Scouts had passed among the conspiring and but half-peaceable tribes, nearest to the settlement, and rewards and menaces had both been liberally used, in order to ascertain the character of the savages who had laid waste the valley, as well as the more interesting fortunes of their hapless victims. Every expedient to detect the truth had failed. The Narragansetts affirmed that their constant enemies the Mohicans, acting with their customary treachery, had plundered their English friends while the Mohicans vehemently threw back the imputation on the Narragansetts. At other times, some Indians affected to make dark allusions to the hostile feelings of fierce warriors, who, under the name of the Five Nations, were known to reside within the limits of the Dutch colony of New-Netherlands, and to dwell upon the jealousy of the Pale-faces who spoke a language different from that of the Yengeese. In short, inquiry had produced no result; and Content, when he did permit his fancy to represent his daughter as still living, was forced to admit to himself the probability that she might be buried far in the ocean of wilderness which then covered most of the surface of this continent.

Once, indeed, a rumor of an exciting nature had reached the family. An itinerant trader, bound from the wilds of the interior to a mart on the sea-shore, had entered the valley. He brought with him a report, that a child, answering in some respects to the appearance which might now be supposed to belong to her who was lost, was living among the savages, on the banks of the smaller lakes of the adjoining colony. The distance to this spot was great; the path led through a thousand dangers, and the result was far from certain. Yet it quickened hopes which had long been dormant. Ruth never urged any request that might involve serious hazard to her husband, and for many months the latter had even ceased to speak on the subject. Still, nature was working powerfully within him. His eyes, at all times reflecting and calm, grew more thoughtful; deeper lines of care gathered about his brow; and at length, melancholy took possession of a countenance which was usually so placid.

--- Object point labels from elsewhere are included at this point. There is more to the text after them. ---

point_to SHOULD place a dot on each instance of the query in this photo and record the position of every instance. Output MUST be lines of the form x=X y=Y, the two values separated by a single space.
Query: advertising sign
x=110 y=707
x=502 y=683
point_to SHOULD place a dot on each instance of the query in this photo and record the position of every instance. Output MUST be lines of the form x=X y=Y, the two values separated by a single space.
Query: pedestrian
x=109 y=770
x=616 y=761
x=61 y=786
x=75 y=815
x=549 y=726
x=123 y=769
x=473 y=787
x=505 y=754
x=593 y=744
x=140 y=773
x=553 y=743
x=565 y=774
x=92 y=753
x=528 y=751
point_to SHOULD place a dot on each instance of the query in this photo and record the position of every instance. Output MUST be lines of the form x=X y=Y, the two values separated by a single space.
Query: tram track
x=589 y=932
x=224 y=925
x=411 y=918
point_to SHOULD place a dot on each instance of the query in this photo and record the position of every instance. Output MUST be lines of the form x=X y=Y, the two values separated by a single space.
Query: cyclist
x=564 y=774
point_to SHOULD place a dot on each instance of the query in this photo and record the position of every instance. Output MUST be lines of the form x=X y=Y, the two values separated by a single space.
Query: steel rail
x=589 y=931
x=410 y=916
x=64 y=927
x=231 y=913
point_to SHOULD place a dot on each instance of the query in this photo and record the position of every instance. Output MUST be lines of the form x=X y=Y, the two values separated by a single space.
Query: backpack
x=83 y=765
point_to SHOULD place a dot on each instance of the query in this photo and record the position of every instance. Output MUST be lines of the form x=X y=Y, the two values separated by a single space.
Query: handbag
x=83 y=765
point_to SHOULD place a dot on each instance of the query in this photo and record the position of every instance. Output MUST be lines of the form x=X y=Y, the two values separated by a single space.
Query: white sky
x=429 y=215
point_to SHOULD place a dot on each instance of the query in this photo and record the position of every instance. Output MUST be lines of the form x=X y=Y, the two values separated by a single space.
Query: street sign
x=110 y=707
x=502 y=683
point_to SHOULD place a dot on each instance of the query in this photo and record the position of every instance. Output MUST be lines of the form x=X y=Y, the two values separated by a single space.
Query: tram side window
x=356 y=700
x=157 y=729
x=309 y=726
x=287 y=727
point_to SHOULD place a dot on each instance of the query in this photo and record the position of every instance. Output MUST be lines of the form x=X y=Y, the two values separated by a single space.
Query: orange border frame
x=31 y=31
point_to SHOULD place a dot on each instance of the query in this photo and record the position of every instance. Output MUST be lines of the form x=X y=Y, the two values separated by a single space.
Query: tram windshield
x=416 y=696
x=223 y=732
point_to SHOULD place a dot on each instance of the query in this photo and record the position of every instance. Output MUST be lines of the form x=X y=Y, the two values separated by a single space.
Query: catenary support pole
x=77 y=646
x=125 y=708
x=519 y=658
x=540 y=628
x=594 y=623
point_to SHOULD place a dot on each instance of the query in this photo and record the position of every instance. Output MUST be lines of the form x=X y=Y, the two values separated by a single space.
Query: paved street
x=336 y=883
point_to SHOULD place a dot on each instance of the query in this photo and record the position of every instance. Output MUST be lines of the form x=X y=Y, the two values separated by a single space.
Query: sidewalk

It was at this precise period, that Eben Dudley chose to urge the suit, he had always pressed after his own desultory fashion, on the decision of Faith. One of those well-ordered accidents, which, from time to time, had brought the girl and the young borderer in private conversation, enabled him to effect his design with sufficient clearness. Faith heard him without betraying any of her ordinary waywardness, and answered with as little prevarication as the subject seemed to demand.

"This is well, Eben Dudley," she said, "and it is no more than an honest girl hath a right to hear, from one who hath taken as many means as thou to get into her favor. But he who would have his life tormented by me, hath a solemn duty to do, ere I listen to his wishes."

"I have been in the lower towns and studied their manner of life, and I have been upon the scouts of the colony, to keep the Indians in their wigwams," returned her suitor, endeavoring to recount the feats of manliness that might reasonably be expected of one inclined to venture on so hazardous an experiment as matrimony. "The bargain with the young Captain for the hill-lot, and for a village homestead, is drawing near a close: and as the neighbors will not be backward at the stone-bee, or the raising, I see nothing to--"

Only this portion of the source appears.